Вот так мы и познакомились. Затем были свидания, цветы, стихи, прогулки при луне. Следующим летом, после окончания техникума, мы с друзьями-армейцами отправились в турпоход, — отметить дипломы как положено. Девушек своих пригласили. Я — Светлану. Там, поздним вечером сидя у догорающего костра на лесной поляне, я прошептал ей на ухо, крепко обняв за плечи:
— Света, выходи за меня замуж.
Почему прошептал? Опасался, что ещё кто-то услышит, хоть спутники наши уже спали в палатках? Или сам стеснялся своих слов, таких неумелых, наивных? Прозвучавших несоизмеримо глупо для такого серьёзного предложения. Если бы Светлана высмеяла меня в ответ, это было бы только справедливо.

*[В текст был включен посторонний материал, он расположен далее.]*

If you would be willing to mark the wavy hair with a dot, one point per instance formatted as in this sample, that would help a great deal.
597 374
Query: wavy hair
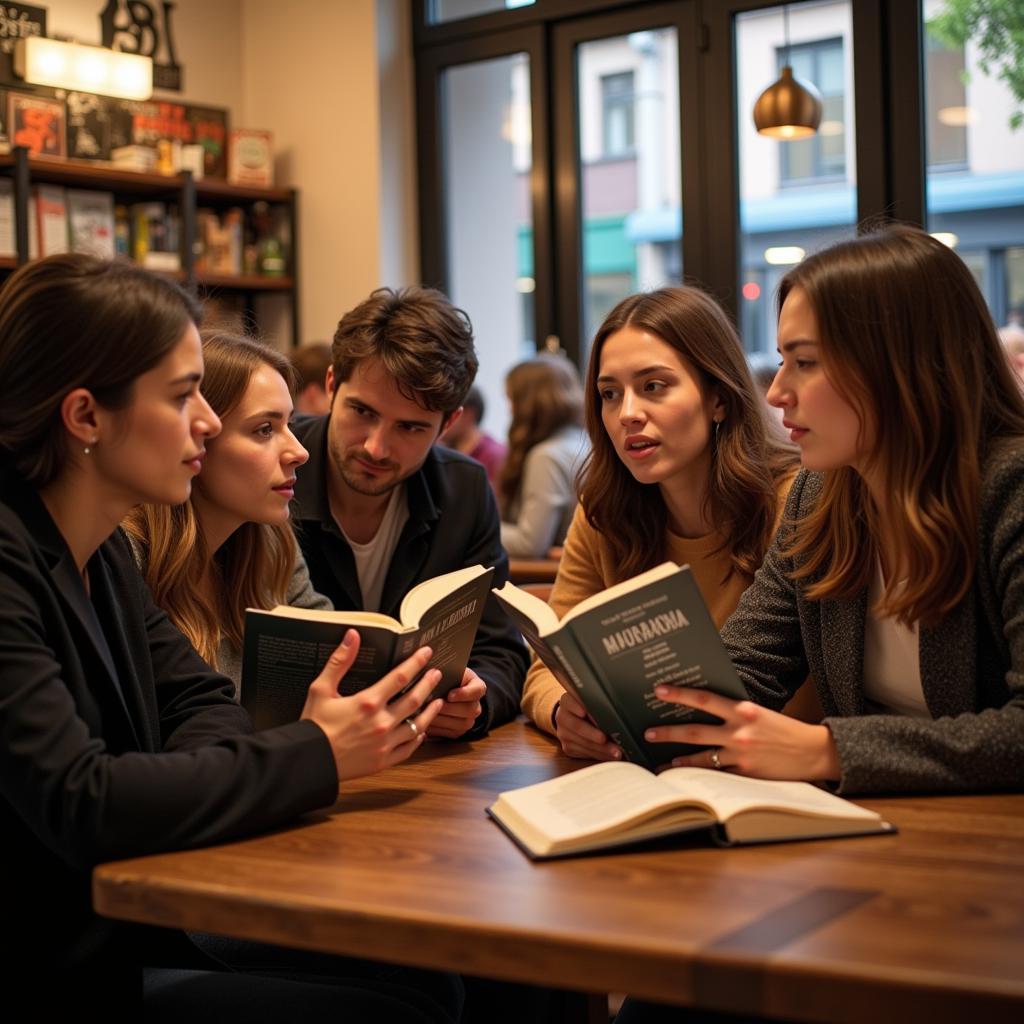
254 565
546 395
905 336
748 463
74 321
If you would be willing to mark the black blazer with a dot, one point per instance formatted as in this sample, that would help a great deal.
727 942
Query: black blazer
453 523
116 738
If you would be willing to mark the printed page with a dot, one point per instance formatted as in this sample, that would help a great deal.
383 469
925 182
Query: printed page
729 795
425 595
591 800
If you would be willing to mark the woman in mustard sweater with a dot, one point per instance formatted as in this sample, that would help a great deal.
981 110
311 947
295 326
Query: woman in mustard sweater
682 468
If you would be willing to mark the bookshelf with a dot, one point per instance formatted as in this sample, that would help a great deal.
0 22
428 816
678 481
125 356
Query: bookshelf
247 292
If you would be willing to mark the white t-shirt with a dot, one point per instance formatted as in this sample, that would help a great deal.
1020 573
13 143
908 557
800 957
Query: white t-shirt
373 559
892 662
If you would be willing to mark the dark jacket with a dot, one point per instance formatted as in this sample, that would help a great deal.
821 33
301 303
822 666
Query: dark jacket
453 523
116 738
972 663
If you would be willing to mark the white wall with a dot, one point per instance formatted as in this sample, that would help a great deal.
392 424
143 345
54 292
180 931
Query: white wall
399 261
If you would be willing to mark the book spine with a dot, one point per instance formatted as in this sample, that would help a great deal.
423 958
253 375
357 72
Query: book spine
595 694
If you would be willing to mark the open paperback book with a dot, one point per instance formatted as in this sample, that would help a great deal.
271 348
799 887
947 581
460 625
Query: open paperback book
614 804
285 648
614 647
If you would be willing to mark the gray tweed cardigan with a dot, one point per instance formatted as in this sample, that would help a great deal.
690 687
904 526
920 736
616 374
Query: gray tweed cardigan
972 664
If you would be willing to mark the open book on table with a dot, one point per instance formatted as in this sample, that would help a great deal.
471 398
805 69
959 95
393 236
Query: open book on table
612 648
286 648
615 803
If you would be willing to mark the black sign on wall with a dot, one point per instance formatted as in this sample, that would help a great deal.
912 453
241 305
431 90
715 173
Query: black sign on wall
143 27
17 20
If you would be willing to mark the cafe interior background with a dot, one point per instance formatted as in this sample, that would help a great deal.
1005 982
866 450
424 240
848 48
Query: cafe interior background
540 161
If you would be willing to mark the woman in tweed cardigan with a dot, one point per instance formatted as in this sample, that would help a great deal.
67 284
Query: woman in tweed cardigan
897 579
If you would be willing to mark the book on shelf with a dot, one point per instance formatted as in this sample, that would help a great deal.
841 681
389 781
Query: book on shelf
250 158
156 237
220 242
90 222
284 649
614 647
51 219
617 804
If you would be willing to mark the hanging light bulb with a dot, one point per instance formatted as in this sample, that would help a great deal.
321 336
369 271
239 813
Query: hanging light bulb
790 108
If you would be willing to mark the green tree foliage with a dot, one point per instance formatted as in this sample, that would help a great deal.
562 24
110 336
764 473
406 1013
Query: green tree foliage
996 28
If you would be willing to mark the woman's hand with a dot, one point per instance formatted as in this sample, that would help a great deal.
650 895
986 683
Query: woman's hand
366 732
461 708
751 740
579 736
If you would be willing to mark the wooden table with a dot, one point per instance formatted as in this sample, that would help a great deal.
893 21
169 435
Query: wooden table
926 925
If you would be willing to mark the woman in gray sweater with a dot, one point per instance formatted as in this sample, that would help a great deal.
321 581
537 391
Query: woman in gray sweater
897 578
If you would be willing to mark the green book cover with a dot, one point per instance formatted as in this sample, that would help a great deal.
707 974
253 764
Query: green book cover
613 648
285 648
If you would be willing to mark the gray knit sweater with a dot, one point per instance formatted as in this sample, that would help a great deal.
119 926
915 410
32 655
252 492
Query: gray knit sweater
972 663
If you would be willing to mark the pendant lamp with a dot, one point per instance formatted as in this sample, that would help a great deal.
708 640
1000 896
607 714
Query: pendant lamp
790 108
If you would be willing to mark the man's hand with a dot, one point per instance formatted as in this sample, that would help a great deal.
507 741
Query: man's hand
461 709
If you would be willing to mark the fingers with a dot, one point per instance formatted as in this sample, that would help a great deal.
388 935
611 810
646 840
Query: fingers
705 759
454 720
581 739
409 739
698 735
411 701
707 700
400 676
338 664
468 691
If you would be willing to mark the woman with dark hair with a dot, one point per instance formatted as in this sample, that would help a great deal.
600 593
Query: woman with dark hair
682 468
116 738
230 546
898 578
537 485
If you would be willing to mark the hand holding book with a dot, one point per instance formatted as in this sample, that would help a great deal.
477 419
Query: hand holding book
578 733
373 729
751 739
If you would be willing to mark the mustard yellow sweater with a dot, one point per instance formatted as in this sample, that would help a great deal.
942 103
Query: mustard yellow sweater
588 567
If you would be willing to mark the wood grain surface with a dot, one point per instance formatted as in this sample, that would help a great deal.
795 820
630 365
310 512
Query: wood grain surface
927 924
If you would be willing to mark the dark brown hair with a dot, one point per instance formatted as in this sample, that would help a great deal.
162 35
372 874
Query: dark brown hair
255 564
905 337
546 395
747 465
424 343
73 321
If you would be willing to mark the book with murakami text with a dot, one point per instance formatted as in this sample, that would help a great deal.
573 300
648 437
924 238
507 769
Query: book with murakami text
284 649
614 647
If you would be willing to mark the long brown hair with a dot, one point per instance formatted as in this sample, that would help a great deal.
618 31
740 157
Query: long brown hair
747 464
546 395
74 321
254 565
905 336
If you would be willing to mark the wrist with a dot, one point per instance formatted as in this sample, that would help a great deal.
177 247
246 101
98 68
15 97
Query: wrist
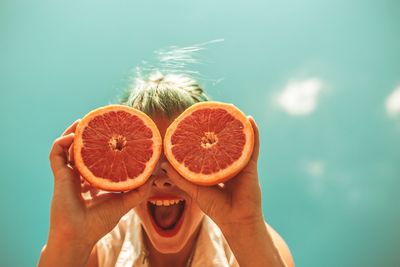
66 252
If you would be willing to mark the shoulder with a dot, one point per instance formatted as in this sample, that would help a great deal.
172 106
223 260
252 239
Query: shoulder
281 246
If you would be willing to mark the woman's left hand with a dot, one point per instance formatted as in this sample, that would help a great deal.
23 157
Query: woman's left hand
238 201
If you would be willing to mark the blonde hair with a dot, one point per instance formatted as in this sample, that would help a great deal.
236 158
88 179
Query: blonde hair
168 94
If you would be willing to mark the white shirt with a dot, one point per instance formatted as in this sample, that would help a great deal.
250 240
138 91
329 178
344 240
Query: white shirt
124 247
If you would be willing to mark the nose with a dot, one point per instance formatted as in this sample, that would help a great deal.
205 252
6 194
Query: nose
161 179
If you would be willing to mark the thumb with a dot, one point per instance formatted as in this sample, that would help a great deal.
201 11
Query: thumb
207 197
114 205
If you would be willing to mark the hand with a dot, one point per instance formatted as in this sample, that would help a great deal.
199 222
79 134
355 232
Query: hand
73 217
238 201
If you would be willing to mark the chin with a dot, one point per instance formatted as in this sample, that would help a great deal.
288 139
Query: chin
169 221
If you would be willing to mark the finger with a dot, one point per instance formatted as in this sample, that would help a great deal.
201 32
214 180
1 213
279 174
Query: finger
71 128
58 155
71 155
196 192
256 149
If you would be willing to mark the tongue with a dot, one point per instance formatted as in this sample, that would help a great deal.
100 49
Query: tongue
166 216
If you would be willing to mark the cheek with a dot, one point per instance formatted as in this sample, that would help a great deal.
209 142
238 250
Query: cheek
141 211
196 215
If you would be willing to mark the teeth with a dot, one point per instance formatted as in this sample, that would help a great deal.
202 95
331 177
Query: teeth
165 202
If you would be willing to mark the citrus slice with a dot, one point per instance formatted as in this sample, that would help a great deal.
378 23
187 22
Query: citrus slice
116 148
209 143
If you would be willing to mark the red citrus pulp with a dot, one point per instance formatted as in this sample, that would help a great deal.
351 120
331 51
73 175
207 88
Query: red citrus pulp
209 143
116 147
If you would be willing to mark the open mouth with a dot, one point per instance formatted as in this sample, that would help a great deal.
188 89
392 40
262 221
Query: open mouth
166 215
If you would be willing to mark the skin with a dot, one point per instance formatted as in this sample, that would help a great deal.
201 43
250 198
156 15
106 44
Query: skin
77 223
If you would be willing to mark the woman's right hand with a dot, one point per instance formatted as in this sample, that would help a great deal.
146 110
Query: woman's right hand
77 217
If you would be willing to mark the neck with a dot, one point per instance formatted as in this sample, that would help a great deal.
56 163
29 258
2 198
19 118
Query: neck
179 259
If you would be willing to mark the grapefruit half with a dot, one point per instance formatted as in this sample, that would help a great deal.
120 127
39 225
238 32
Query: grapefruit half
209 143
116 147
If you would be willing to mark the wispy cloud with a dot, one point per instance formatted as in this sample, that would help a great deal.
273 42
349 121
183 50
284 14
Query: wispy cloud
392 103
300 98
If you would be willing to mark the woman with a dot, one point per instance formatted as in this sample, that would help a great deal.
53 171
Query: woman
219 226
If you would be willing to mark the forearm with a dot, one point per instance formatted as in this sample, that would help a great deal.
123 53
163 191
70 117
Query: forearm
59 253
252 244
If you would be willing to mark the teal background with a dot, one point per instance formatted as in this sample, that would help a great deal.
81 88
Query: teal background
330 178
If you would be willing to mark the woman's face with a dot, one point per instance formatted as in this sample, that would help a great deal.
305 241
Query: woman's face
169 217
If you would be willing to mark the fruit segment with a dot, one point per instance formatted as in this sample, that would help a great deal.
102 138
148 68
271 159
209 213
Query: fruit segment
209 143
116 147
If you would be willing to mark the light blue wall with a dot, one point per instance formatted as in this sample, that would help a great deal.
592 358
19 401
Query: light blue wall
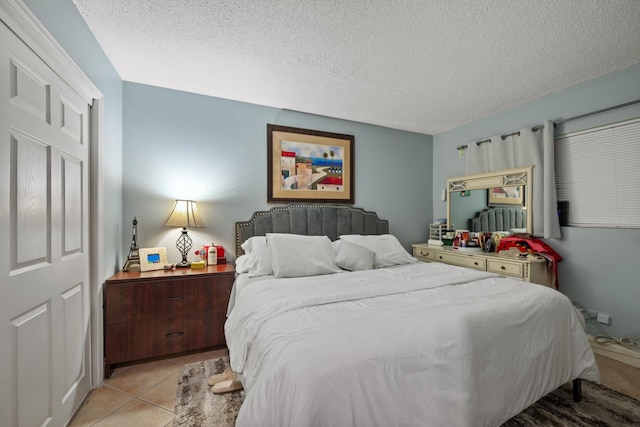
65 23
600 266
188 146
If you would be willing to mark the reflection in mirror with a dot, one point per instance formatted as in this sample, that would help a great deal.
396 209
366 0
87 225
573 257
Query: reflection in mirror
476 202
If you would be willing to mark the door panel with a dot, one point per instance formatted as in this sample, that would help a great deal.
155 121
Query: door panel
44 268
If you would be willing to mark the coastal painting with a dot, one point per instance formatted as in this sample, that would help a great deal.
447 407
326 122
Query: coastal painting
309 165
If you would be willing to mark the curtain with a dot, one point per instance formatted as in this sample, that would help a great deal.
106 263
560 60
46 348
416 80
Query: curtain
524 148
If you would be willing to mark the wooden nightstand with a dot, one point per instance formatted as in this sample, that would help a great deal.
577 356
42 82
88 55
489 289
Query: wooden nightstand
156 313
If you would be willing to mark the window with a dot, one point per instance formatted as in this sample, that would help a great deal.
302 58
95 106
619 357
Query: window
598 174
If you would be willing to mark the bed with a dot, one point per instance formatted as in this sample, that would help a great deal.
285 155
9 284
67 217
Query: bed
351 330
499 219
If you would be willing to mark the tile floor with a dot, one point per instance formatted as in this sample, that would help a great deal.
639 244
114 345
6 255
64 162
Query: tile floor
143 395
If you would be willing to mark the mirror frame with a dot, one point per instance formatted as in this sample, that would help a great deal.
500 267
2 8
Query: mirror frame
502 178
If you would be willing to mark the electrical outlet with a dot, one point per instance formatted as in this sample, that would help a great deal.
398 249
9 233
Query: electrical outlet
589 314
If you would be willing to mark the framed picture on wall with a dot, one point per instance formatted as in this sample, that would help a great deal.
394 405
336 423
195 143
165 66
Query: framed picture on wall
513 195
309 165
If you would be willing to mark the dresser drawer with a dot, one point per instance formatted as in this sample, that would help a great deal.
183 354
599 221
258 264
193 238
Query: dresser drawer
505 267
423 253
462 260
127 302
158 337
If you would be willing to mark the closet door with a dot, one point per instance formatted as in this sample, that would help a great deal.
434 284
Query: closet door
44 256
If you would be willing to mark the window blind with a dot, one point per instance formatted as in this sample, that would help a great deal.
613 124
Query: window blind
598 173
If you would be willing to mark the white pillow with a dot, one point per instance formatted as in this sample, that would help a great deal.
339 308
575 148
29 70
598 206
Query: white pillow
295 255
242 264
247 245
258 262
354 257
386 247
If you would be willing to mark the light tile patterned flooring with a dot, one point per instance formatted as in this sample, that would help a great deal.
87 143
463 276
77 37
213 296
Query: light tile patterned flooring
143 395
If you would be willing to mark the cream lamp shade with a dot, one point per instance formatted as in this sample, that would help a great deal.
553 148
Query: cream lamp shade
184 214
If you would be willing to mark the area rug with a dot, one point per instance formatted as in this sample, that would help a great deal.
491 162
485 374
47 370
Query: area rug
196 405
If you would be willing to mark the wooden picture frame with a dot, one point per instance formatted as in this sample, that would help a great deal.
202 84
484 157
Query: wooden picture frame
152 258
512 195
309 165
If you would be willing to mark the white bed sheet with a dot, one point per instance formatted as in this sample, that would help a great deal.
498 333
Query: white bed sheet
421 344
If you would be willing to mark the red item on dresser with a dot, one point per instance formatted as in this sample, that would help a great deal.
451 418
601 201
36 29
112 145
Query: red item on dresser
535 246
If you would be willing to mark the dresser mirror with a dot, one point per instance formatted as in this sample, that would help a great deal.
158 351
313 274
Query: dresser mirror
491 201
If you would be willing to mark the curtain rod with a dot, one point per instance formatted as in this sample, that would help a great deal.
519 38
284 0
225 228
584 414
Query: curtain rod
568 119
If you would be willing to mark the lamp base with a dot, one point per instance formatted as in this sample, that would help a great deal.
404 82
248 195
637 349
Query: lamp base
183 264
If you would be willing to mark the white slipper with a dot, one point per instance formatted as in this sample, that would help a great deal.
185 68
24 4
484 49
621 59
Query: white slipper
225 375
227 386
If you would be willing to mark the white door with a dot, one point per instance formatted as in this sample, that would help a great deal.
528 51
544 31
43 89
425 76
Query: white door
44 230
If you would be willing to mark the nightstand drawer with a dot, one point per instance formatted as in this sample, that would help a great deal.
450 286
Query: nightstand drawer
505 267
462 260
423 253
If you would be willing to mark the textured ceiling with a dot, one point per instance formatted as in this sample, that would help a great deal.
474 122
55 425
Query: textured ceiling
421 65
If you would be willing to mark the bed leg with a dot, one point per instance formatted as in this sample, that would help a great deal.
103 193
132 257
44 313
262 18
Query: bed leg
577 390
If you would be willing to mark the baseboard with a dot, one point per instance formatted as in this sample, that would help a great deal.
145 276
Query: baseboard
616 351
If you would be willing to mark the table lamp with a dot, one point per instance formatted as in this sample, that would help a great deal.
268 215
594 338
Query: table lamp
184 214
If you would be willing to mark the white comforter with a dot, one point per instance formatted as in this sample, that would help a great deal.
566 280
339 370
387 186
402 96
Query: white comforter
416 345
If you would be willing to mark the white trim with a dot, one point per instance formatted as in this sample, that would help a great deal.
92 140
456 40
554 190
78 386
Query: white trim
616 352
96 233
21 20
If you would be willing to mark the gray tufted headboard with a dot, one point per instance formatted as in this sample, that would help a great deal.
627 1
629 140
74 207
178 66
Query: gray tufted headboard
310 220
498 219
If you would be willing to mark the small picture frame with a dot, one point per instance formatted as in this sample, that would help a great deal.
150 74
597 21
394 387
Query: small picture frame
152 259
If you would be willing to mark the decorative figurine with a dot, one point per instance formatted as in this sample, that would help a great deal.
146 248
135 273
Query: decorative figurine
133 260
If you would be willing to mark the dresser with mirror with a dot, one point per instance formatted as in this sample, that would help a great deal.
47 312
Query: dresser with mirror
490 202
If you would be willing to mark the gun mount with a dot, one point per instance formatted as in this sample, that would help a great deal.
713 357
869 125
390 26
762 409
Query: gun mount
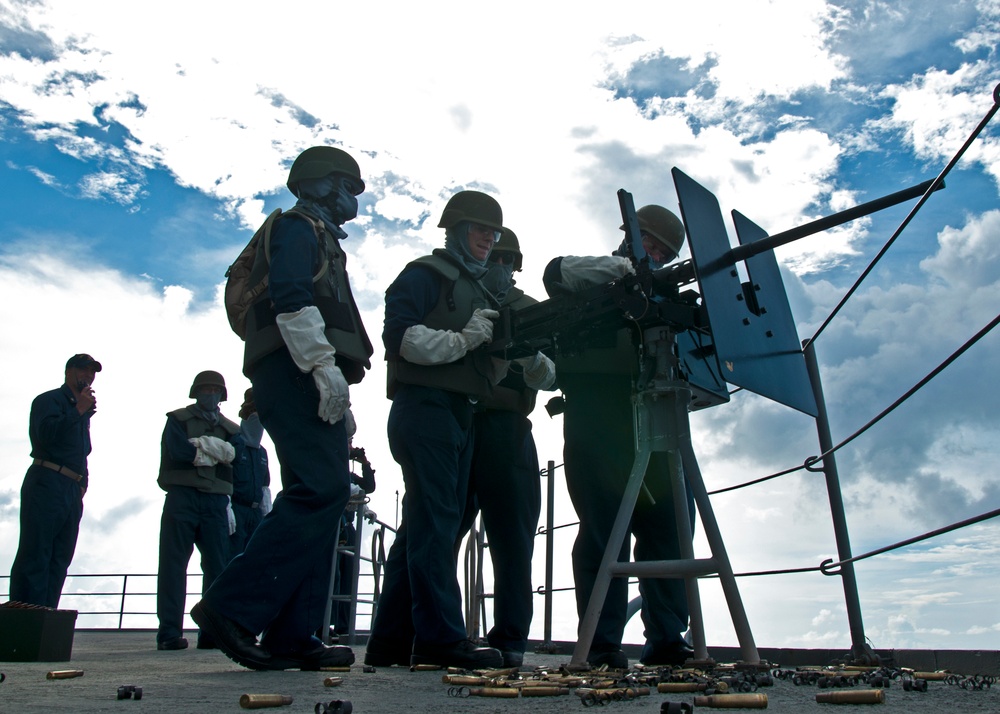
727 331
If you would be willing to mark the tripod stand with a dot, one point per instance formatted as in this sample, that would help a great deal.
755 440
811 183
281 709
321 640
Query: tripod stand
661 424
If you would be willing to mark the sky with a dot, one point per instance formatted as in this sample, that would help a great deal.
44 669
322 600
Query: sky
138 157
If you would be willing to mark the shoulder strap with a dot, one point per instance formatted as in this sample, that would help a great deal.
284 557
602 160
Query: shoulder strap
318 228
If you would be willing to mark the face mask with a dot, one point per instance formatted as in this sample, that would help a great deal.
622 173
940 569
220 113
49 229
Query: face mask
208 402
498 279
252 430
342 203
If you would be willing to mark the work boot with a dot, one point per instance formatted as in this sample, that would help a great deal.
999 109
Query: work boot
464 653
176 643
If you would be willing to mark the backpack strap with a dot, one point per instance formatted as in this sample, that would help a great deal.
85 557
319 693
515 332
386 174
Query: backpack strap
318 228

— Да, — так же тихо ответила она после мимолётной заминки. — Гена, ты меня любишь?
— Конечно! Очень, очень люблю!
— И я тебя — очень-очень. Хочу быть всю жизнь рядом с тобой, чтобы ни случилось…
Светлана стояла в дверях туалета, смотрела на меня затравленным зверьком. Потом губы её зашевелились, но говорить получилось не сразу.
— Г… Гена? Я не знала, что тебя уже выпустили. А мы вот в театр приехали…
Кто это «мы», она уточнять не стала, будто всем и так известно, о ком речь идёт. Но я как раз и не знал. Ничего о ней не знал с тех пор, как развели нас, и она уехала. Продала квартиру и уехала из города. Бросила меня. Оставила один на один с зоной. Один на один с жизнью.
— Я пойду… — она прикрыла дверь, сделала быстрый шаг в сторону партера.
— Света, подожди! — сам не заметил, как оказался рядом, схватил за руку. — Да подожди ты! Чего убегаешь? Что я тебе сделаю-то?
Сколько лет мы не виделись? Семь прошло, как она последний раз на свидание приходила. Нет, четыре с половиной — отсюда. Светлана изменилась сильно. Обрюзгла, оплыла, какие-то двойные подбородки, волосы красить начала. И губы дряблыми стали, дрожат.
— Гена, я знаю, я должна тебе за квартиру. Я обязательно отдам! Я тебе пришлю, найду и пришлю. У меня нету сейчас… подожди… — она полезла в сумочку, достала несколько купюр, сунула мне в руку: — Вот, больше нету, честно! Но я быстро найду…
Я не выдержал, гаркнул:
— Прекрати! Света, разве дело в деньгах? Ты же меня бросила! Представляешь, каково мне было на зоне? Я только и жил тем, что ждал свиданий с тобой. А ты — бросила. Почему?!
— Я бросила?! — из глаз у неё потекли слёзы, размазывая тушь на ресницах. — А что мне делать оставалось? После того, как ты…
— Что — я?! Ты же знала — я не виноват. Подставили меня!
— Знала. А остальные? Ты не видел, что здесь творилось, когда тебя посадили. Со мной соседи не разговаривали, подруги смотрели, как на прокажённую. Меня с работы уйти вынудили.
Светлана ревела, и грязные ручейки слёз текли по её щекам.
— Гена, отпусти меня, пожалуйста. У меня другая жизнь… Сыну три года…
Она ждала каких-то моих слов? Я молчал. Тогда она вытащила из сумки платок и, сморкаясь на ходу, пошла назад в туалет. А я смотрел на неё и видел не прежнюю королеву, а обыкновенную тётку. Стареющую пугливую наседку. И так мне жалко её стало! Вся обида, вся злость ушла. «Ничего, Света, я исправлю. Вернусь назад и исправлю. И всё будет хорошо».